APY vs APR: The Difference That Costs You Real Money
May 23, 2026 · 3 min read

APY vs APR: The Difference That Costs You Real Money

APY and APR look like alphabet soup, but the gap between them decides how much your savings actually grow and how much a loan really costs. One includes compounding and one does not, and lenders pick whichever number flatters their product.

By the Online Calculator Base editorial team

What the Two Acronyms Actually Measure

APR, the annual percentage rate, is a simple yearly rate with no compounding baked in. APY, the annual percentage yield, takes that same rate and accounts for how often interest compounds, monthly, daily, or otherwise.

Because APY folds compounding into one number, it is always equal to or higher than the matching APR. A 5 percent APR compounded monthly works out to about 5.12 percent APY. That small bump is the entire reason the two figures exist as separate terms.

The more often interest compounds, the wider the gap grows. The same 5 percent APR compounded daily climbs to roughly 5.13 percent APY, while annual compounding leaves APY and APR identical. Compounding frequency, not just the headline rate, is the variable that turns one number into the other.

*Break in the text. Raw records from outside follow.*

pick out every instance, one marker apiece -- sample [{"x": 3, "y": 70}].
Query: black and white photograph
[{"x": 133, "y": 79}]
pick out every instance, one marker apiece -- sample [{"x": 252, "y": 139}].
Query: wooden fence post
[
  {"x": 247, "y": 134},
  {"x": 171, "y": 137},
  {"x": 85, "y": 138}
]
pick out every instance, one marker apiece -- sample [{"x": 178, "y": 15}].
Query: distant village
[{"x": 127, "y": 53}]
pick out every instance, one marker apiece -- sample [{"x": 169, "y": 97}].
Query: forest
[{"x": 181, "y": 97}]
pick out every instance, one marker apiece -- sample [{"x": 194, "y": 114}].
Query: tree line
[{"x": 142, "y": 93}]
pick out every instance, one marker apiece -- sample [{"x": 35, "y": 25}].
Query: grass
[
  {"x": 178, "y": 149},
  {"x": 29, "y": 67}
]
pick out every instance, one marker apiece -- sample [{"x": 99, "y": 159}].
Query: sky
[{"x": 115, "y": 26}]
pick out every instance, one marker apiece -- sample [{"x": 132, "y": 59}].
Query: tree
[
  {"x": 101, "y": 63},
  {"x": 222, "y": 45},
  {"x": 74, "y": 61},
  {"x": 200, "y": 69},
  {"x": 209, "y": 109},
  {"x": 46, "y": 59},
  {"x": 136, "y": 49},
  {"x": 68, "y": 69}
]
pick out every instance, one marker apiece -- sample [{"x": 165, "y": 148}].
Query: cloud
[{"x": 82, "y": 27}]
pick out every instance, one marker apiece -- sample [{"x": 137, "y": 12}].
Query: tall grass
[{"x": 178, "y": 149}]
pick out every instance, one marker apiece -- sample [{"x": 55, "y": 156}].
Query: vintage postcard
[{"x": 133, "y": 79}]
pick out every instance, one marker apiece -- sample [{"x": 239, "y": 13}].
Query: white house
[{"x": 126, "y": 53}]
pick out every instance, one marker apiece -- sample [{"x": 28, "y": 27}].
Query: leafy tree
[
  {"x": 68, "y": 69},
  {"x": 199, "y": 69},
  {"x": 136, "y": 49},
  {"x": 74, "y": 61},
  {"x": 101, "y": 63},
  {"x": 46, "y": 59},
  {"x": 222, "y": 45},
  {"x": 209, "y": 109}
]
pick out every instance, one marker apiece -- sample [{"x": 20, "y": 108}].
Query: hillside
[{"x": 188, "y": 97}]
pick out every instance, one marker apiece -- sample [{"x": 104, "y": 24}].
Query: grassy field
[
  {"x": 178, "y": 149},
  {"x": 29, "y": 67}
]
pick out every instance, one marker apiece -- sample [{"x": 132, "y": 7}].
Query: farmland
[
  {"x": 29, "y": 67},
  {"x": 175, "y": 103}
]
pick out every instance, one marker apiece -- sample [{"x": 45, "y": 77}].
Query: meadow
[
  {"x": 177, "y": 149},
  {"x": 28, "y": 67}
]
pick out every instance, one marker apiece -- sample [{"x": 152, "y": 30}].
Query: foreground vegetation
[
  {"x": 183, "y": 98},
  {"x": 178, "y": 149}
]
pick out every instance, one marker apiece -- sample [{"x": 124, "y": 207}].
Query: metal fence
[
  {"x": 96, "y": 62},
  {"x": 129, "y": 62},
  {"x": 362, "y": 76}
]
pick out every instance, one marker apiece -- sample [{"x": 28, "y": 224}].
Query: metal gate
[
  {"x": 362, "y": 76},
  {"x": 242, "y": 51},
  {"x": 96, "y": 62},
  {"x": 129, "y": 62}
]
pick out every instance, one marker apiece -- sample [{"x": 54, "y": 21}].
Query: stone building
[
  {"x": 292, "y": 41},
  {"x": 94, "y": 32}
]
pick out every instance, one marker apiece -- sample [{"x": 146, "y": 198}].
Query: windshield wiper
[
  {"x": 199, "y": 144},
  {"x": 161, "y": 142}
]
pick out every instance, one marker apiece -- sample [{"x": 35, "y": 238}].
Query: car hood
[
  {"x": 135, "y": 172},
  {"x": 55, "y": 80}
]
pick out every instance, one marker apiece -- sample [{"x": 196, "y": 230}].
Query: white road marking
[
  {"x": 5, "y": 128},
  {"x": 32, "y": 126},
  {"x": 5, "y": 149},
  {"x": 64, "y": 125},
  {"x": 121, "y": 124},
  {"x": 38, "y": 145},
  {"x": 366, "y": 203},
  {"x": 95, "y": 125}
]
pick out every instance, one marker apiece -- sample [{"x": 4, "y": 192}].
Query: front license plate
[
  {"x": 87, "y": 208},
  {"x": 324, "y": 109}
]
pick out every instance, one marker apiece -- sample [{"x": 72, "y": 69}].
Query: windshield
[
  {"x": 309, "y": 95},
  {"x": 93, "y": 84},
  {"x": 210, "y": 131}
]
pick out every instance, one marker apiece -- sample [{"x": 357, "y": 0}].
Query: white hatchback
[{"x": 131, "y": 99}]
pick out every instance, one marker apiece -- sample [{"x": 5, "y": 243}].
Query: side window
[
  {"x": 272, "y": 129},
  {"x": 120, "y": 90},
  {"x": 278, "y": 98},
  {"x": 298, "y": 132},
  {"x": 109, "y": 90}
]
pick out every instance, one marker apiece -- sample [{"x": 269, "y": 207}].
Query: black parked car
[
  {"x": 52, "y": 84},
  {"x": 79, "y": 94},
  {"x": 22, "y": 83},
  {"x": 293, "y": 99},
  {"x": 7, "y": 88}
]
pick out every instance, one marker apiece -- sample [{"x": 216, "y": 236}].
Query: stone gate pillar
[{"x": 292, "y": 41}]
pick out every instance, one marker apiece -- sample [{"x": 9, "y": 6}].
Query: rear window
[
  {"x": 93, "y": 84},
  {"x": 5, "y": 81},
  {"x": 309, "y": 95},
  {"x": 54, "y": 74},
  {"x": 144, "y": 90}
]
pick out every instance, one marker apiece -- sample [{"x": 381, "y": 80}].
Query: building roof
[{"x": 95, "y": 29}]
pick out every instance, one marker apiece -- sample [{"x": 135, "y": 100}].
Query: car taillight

Why Banks Quote APY on Savings

When you are the lender, as you are with a savings account, compounding works in your favor. So banks advertise the APY, the bigger number, because it reflects what you genuinely earn over a year if you leave the money alone. Try the convert a rate into its true annual yield to see your own numbers.

Put $10,000 in an account at 5 percent compounded monthly and you end the year with about $512 in interest, an effective 5.12 percent APY. Quoting the plain 5 percent APR would understate what the saver receives, so the law lets banks show the friendlier figure.

This is why comparing savings accounts is easy as long as everyone quotes APY: it already bakes in compounding, so the higher APY genuinely earns you more. Federal truth-in-savings rules require banks to disclose APY, which is the one consumer-friendly corner of the rate world.

Why Lenders Quote APR on Loans

Flip the roles and the incentive flips too. On a loan, compounding works against you, so lenders prefer to advertise the APR, the smaller number, even though your balance compounds in reality.

A credit card at 24 percent APR does not cost 24 percent if you carry a balance month to month. Compounded daily, that 24 percent APR becomes roughly 27.1 percent APY, the rate you truly pay. The card's marketing will rarely mention that figure.

Mortgages and auto loans behave more predictably because they amortize, but the same principle holds: the stated rate understates what compounding adds when interest is left to accrue. Reading only the APR on revolving debt is how balances grow faster than borrowers expect.

A Worked Example on $10,000

Consider two products with the same headline rate of 24 percent. As a saver earning 24 percent APR compounded daily on $10,000, you would collect about $2,712 in a year, not $2,400. As a borrower owing 24 percent APR on $10,000 carried all year, you would owe that same $2,712, not the $2,400 the APR implies.

The $312 difference is compounding doing its job, helping you in one case and hurting you in the other. The number itself is identical; only the direction changes. That is why comparing one product's APR against another's APY is comparing apples to a slightly bigger apple.

Scale that up and the stakes grow. On a $30,000 balance the same gap is roughly $936 a year, the price of a vacation, vanishing into interest you never saw quoted. The fix is to translate every rate into the same measure before you sign anything.

How to Compare Without Getting Fooled

Always convert both products to the same measure before deciding. For savings, ask for the APY; for loans, convert the APR to its effective yield so you see the real annual cost.

When two offers quote different terms, the safer move is to translate everything into APY. It bakes in compounding frequency, which is the variable most likely to hide the true number. A few seconds of conversion can reveal that the cheaper-looking loan is actually the pricier one.

Keep one rule in mind: whoever benefits from the bigger number will advertise it. Banks show APY because higher looks better to a saver, and lenders show APR because lower looks better to a borrower. Knowing the bias tells you which number you are missing and which one to calculate yourself.

One last tip for borrowers: the way to dodge the APY penalty on a credit card is simply to avoid carrying a balance. Pay the statement in full each month and the compounding never starts, which turns a punishing 27 percent effective rate into zero interest paid. The acronym only matters once a balance lingers.